In this sense, though he might object to the term, Manaster Ramer could be called a neo-Weinreichian. His reasoning, like Katz’s and Wexler’s, involves technical matters, such as the historical development of Yiddish vowels, that can’t be gone into here. One of his points that anyone can appreciate, though, is that Western and Eastern Yiddish share a nonreligious Hebrew vocabulary that is far too great to be coincidental.

There is nothing surprising about finding the same Hebrew words for such things as Jewish holidays, Jewish rituals, and Jewish legal and cultural concepts in different Jewish languages, where their existence doesn’t imply a direct link. But when one finds, as one does in both Western and Eastern Yiddish, Hebrew words like (in their standard Eastern European pronunciation) meylekh (“king”), azes (“brazenness”), kheyshek (“desire”), menukhe (“rest”), metsiye (“bargain”), sod (“secret”), tomer (“whether”), miyes (“ugly”), yakres (“expensiveness”), nakhes (“satisfaction”), shoyte (“fool”), kol (“sound”), mishpokhe (“family”), tsure (“face”), etc., etc. (the list goes on and on), a connection must clearly exist. Like Weinreich, with whom he disagrees about other things, Manaster Ramer holds that the only sensible explanation of this connection is the slow, steady progress of Yiddish across Europe from West to East, whatever detours or retrograde movements it may have made on its way.
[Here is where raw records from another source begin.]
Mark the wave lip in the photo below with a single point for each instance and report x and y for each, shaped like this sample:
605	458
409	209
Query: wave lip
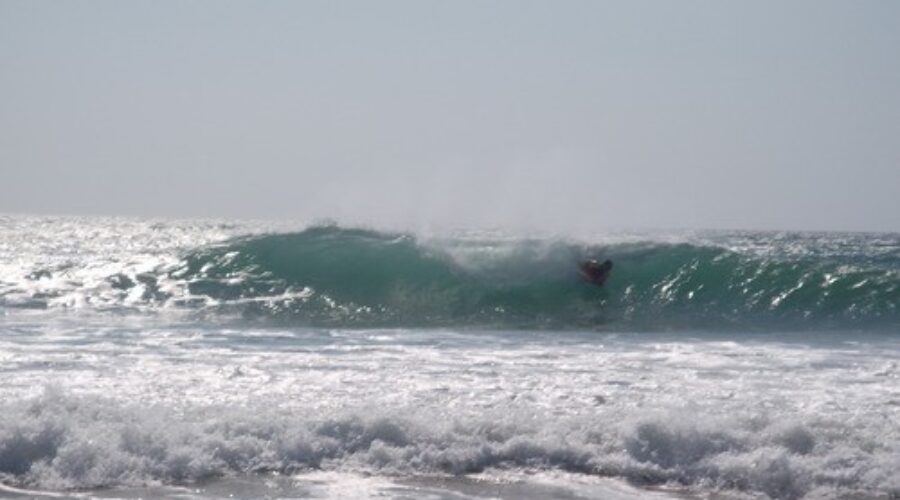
332	276
329	275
‘The Mystery of the Origins of Yiddish Will Never Be Solved” is the title of the second of Ungar-Sargon’s two Tablet articles. If by this she means that the arguments over Yiddish’s precise route of expansion and stages of development will go on forever, she may be right. And yet it is likely, I think, that the overall issue will ultimately be resolved not by one of the three contending hypotheses — the Rhineland, the Regensburg and the Slavic-Sorbian — triumphing over the others, but by a synthesis of all three. It is, after all, perfectly conceivable that the first Judeo-German speakers were Jews from France who settled in the Rhineland; that some of them then migrated to the Regensburg region of Bavaria, where they were joined by other Jews pushing north from Italy and west from the Balkans; that the Yiddish that became the common language of all of them changed under the influence of local German dialects, and that its speakers then pushed further eastward and northward into Slavic-speaking areas and caused the Jews living there (some of whom may originally have been Khazars) to switch or (using Wexler’s term) “relexify” to Yiddish, too.
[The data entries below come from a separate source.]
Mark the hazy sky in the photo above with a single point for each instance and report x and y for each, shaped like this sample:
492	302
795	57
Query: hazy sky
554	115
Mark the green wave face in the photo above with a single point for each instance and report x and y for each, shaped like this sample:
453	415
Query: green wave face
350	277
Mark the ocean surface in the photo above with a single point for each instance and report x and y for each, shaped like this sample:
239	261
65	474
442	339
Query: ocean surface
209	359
Theoretically, none of these developments rules out the others. A larger Slavic-speaking Jewish presence in Eastern Europe than historians have traditionally assumed to be the case could help explain Eastern European Jewry’s late medieval demographic explosion. Moreover, if one objects that a smaller Yiddish-speaking population could not have Yiddishized a larger Slavic-speaking one, Jewish history has a precedent for this in the migration of Jews expelled from Spain in 1492 to the Ottoman Empire — where, because their superior education enabled them to take over the reins of local Jewish communities, the Spanish they spoke was eventually adopted by the empire’s more numerous Greek- and Turkish-speaking Jews. The same could have happened in Eastern Europe, whose Yiddish-speaking newcomers brought with them a higher level of rabbinic culture than existed before them. In the end, a new “standard theory” of Yiddish’s origins will probably be based on the work of Weinreich and his challengers alike.